Journal
Nixon in China à l’Opéra Bastille – Mais où est Pang ? – Compte-rendu
Il aura fallu plus de trois décennies pour que l’Opéra de Paris se décide enfin à monter un opéra de John Adams : non pas une commande passée au compositeur, dont notre première scène nationale aurait eu la primeur (comme le firent l’Opéra de Lyon, coproducteur de The Death of Klinghoffer, ou le Châtelet pour plusieurs titres), mais l’entrée au répertoire du premier opus lyrique d’Adams (créé en 1987 à Houston), et désormais le plus solidement installé au répertoire.

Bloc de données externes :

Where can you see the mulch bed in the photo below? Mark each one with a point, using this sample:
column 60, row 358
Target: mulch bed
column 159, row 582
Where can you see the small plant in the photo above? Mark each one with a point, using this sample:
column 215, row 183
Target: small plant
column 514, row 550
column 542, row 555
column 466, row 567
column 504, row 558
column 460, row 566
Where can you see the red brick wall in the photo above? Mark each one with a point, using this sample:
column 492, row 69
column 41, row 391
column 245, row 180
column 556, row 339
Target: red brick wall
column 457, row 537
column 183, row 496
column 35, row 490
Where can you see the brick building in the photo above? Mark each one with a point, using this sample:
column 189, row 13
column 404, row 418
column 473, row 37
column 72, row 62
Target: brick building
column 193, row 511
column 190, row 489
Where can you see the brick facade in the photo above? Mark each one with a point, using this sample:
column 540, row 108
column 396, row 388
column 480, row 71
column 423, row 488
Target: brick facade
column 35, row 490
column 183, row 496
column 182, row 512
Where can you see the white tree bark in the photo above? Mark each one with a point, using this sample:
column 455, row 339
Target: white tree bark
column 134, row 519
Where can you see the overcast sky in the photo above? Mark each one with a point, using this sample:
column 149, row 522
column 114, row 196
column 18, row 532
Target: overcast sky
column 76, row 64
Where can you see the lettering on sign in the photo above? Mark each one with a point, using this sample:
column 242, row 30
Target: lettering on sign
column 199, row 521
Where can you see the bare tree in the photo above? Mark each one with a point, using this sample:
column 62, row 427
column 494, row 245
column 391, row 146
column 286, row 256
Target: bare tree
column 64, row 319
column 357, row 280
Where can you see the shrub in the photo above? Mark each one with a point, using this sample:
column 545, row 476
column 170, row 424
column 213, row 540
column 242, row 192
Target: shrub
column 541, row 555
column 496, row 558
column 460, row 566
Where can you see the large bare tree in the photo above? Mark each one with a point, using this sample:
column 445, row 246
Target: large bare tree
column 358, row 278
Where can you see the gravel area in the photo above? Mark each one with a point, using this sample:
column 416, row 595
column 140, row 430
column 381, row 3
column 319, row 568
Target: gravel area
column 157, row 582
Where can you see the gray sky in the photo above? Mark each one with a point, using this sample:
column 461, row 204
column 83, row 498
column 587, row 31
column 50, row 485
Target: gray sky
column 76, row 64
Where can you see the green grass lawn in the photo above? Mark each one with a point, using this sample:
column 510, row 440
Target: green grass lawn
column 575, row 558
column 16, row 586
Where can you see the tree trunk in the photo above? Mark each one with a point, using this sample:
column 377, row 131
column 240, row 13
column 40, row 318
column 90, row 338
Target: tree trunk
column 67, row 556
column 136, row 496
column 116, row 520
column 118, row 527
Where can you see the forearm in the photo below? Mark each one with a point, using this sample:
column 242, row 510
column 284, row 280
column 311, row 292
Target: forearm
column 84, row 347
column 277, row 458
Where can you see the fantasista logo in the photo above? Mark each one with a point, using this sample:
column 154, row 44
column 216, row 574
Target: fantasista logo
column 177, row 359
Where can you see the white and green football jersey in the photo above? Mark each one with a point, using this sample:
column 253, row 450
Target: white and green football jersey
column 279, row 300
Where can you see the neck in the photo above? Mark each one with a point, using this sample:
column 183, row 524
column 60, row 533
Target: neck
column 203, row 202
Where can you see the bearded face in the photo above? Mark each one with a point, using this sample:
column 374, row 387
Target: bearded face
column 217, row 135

Pour cette nouvelle production, la troisième en France après le spectacle de Peter Sellars venu à Bobigny dès 1991, et la mise en scène de Chen Shi-Zheng vue au Châtelet en 2012, il a été fait appel à Valentina Carrasco, un temps collaboratrice d’Alex Ollé, et qui vole désormais de ses propres ailes à l’opéra. Contrairement à quelques rares tentative plus audacieuses, sa vision ne s’affranchit pas de la référence aux personnages historiques, chacun ayant ici plus ou moins la tête de l’emploi (soucieux d’éviter le reproche de blackface, l’Opéra de Paris a même pris soin d’engager des chanteurs dont l’origine ethnique correspond approximativement à celle des protagonistes, puisque même John Matthew Myers, comme son nom ne l’indique pas, a du sang asiatique dans les veines, la seule exception étant la troisième secrétaire de Mao). Mais tout comme l’admirable livret d’Alice Goodman sait s’affranchir des faits pour offrir une lecture plus métaphorique des événements, Valentina Carrasco sait se détacher du réalisme sellarsien de 1987, grâce à une clef de lecture qui pourra rappeler une autre célèbre chinoiserie opératique du XXe siècle : si Turandot nous fait rencontrer Ping, Pong et Pang, c’est de ping-pong qu’il est ici beaucoup question. La référence n’a rien de plaqué, puisque l’idée de « diplomatie du ping-pong » (ou « ping-pong diplomatique », selon les traductions) fut souvent évoquée dans les années 1970, le tennis de table ayant été l’un des premiers vecteurs de rapprochement entre les Etats-Unis et la Chine.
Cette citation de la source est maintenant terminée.